Er steht auf dem höchsten Turm einer Festung. Zusammen mit dem wohlvertrauten Rothaarigen, einem Krieger in königlicher Rüstung und einer älteren Magierin, die entschlossen ihren Stab schwenkt. Vor ihnen steht der Erzdämon in Drachenform. Er heftiger Kampf entbrennt. Ritter, Elfen, Zwerge, Magier, alle versuchen dies Untier, diesen alten verdorbenen Gott aufzuhalten. Dann, endlich, ist es soweit, der Drache ist kurz vor seinem Ende. Der rothaarige Elf dreht sich zu seinen Begleitern um, nickt ihnen zu. Entschlossenheit in seinem Blick, keinerlei Zweifel. Vor seinem blonden Geliebten bleibt er einen Moment lang stehen, schaut ihm tief in die Augen, zieht ihn an sich, küßt ihn ein letztes Mal. Abrupt reißt sich der Rothaarige los, zieht Schwert und Messer uns stürmt mit einem Schrei auf den sterbenden Drachen zu. Ein Schnitt, ein Stoß und die Klinge des Schwertes steckt im Kopf des Ungeheuers. Blitzr zucken daraus hervor. Nur mit Mühe gelingt es dem Elf das Schwert aus dem Kopf des Drachen zu ziehen, Blaues Licht breitet sich explosionsartig aus, wirft alle zu Boden.

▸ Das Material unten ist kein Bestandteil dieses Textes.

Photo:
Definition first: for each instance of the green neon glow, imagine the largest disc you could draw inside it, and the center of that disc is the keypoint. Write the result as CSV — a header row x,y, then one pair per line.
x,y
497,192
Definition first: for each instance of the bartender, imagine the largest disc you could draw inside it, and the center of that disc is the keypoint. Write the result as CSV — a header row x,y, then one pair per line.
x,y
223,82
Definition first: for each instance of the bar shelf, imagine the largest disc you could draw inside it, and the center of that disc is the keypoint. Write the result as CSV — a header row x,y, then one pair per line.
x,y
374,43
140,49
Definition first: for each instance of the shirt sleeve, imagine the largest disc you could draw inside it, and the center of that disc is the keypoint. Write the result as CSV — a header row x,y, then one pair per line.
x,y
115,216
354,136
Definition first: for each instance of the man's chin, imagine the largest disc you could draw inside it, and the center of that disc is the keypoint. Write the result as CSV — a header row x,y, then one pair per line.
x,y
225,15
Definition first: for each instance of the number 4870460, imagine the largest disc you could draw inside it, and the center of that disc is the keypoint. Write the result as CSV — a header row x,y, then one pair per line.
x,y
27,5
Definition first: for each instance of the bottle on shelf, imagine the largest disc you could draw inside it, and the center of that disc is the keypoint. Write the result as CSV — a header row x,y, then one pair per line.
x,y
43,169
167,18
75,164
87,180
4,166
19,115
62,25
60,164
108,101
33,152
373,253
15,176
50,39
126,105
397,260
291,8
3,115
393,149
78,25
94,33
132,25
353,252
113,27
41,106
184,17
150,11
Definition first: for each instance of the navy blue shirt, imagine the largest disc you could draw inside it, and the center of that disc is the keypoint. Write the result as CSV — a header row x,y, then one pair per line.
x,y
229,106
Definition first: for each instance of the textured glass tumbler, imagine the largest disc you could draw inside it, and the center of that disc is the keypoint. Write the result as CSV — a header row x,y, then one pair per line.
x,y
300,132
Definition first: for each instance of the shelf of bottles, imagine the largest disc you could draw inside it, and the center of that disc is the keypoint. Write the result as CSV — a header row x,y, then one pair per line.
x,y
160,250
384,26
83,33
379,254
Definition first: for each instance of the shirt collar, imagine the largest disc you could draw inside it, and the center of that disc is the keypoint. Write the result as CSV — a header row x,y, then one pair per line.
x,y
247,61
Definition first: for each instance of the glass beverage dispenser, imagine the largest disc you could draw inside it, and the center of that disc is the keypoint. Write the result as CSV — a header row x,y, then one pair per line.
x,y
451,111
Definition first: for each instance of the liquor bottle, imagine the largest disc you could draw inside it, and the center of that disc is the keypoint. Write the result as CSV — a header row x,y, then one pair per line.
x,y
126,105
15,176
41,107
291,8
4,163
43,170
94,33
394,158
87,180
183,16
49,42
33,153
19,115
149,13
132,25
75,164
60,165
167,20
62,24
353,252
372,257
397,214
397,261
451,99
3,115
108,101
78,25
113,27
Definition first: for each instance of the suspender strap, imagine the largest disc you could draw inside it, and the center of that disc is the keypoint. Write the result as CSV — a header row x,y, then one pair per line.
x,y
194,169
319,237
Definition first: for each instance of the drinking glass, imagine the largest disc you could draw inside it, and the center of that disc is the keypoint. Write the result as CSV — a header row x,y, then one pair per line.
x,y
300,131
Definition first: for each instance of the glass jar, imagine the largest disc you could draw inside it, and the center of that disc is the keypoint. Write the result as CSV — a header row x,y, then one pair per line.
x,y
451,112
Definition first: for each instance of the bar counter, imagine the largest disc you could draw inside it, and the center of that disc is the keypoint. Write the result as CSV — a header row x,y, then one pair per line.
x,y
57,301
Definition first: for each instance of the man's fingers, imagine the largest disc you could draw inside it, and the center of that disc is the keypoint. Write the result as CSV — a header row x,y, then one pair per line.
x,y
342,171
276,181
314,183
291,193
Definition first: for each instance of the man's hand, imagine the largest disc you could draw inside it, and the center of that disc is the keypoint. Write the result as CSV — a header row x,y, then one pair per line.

Der blonde Elf kommt als erster wieder auf die Füße. Er rennt zu seinem Geliebten, sinkt neben dessen leblosen Körper auf die Knie. Zitternde Finger streicheln ein Gesicht, das friedlich aussieht, so als habe nur der Schlaf und nicht der Tod dessen Augen verschlossen. Der Elf nimmt seinen Liebsten in die Arme, hält diesen Körper, in dem kein Leben mehr ist.

Mit einem Ausdruck von höchster Qual legt er den Kopf in den Nacken und seiner Kehle entrinnt ein einziger lang gezogener Schrei…

Dieser Schrei hallt wieder von den Häusern rund um den kleinen antivanischen Platz. Die einsame Gestalt, die im Regen vor der Wächter-Statue auf dem Boden kniet und ein durchweichtes blaues Hemd an die bebende Brust drückt, hört ihn nicht. Heiße Tränen laufen ihr über das Gesicht. Erst als die ersten Sonnenstrahlen den Horizont berühren, erhebt sich der Elf wieder. Er läßt das Hemd fallen, dreht sich um und verschwindet in der Seitengasse, aus der er Stunden zuvor herausgetreten war.

Zevran Arainai , Meuchler und Anführer der Krähen von Antiva, schaut nicht zurück. Er wappnet sich innerlich für einen weitern Tag voll von Schmerz und Einsamkeit. Ein weiterer Tag in einer Welt, die für ihn in dem Moment endete, als ein Grauer Wächter in Ferelden sein Schwert in den Kopf des Erzdämons trieb und eine Verderbnis aufhielt, bevor sie richtig begonnen hatte.